Member of the National Assembly of Pakistan
- In office 13 August 2018 – 10 August 2023
- Constituency: NA-13 (Mansehra-I)

Member of the Provincial Assembly of Khyber Pakhtunkhwa
- In office 29 May 2013 – 28 May 2018
- Constituency: Constituency PK-55 (Mansehra-III)

President of PTI Hazara Division
- In office 16 January 2023 – 17 July 2023
- Chairman: Imran Khan
- Succeeded by: Babar Saleem Swati

Personal details
- Party: JIP (2025-present)
- Other political affiliations: PTI-P (2023-2025) PTI (2018-2023) PMLN (2013-2018)

= Saleh Muhammad Khan =

Pakistani politician

Saleh Muhammad Swati is a Pakistani politician who had been a member of the National Assembly of Pakistan from August 2018 till August 2023. Previously he was a Member of the Provincial Assembly of Khyber Pakhtunkhwa, from May 2013 to May 2018.

==Education==
He has received intermediate level education.

==Political career==

He was elected to the Provincial Assembly of Khyber Pakhtunkhwa as a candidate of Pakistan Muslim League (N) (PML-N) from Constituency PK-55 Mansehra-III in the 2013 Pakistani general election.
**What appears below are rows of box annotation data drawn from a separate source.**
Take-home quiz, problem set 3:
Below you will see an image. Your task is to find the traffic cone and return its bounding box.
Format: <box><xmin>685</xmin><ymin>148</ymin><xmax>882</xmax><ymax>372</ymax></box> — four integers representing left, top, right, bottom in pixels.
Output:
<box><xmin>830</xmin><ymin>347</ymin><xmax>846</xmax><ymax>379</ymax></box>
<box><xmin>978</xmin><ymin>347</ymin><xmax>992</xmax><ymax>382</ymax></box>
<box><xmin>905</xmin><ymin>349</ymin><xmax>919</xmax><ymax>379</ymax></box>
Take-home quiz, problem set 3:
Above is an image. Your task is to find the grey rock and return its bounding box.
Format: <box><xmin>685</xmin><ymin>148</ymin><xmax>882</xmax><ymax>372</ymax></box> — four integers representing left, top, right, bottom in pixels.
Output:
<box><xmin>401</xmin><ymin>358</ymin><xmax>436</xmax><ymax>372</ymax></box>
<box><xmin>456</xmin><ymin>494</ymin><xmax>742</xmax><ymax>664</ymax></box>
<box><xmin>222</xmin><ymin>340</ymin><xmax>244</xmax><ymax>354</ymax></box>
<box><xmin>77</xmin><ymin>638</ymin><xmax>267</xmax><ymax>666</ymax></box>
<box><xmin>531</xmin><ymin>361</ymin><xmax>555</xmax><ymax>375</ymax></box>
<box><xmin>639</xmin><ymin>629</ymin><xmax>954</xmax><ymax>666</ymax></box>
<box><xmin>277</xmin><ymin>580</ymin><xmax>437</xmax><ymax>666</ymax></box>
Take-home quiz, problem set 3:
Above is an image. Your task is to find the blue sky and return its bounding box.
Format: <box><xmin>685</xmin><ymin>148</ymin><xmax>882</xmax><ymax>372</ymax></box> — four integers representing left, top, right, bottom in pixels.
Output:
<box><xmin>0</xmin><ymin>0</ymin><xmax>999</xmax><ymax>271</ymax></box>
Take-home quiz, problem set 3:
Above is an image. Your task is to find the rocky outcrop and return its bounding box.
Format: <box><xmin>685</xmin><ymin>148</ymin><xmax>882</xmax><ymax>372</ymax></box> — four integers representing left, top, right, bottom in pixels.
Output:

He received 28,688 votes and defeated an independent candidate, Shahzada Gustasap Khan.

He was elected to the National Assembly of Pakistan as an independent candidate from NA-13 (Mansehra-I) with support from PTI in the 2018 Pakistani general election. He received 109,282 votes and defeated PML-N candidate Shahjahan Yousuf. Following the election, he announced to join Pakistan Tehreek-e-Insaf (PTI).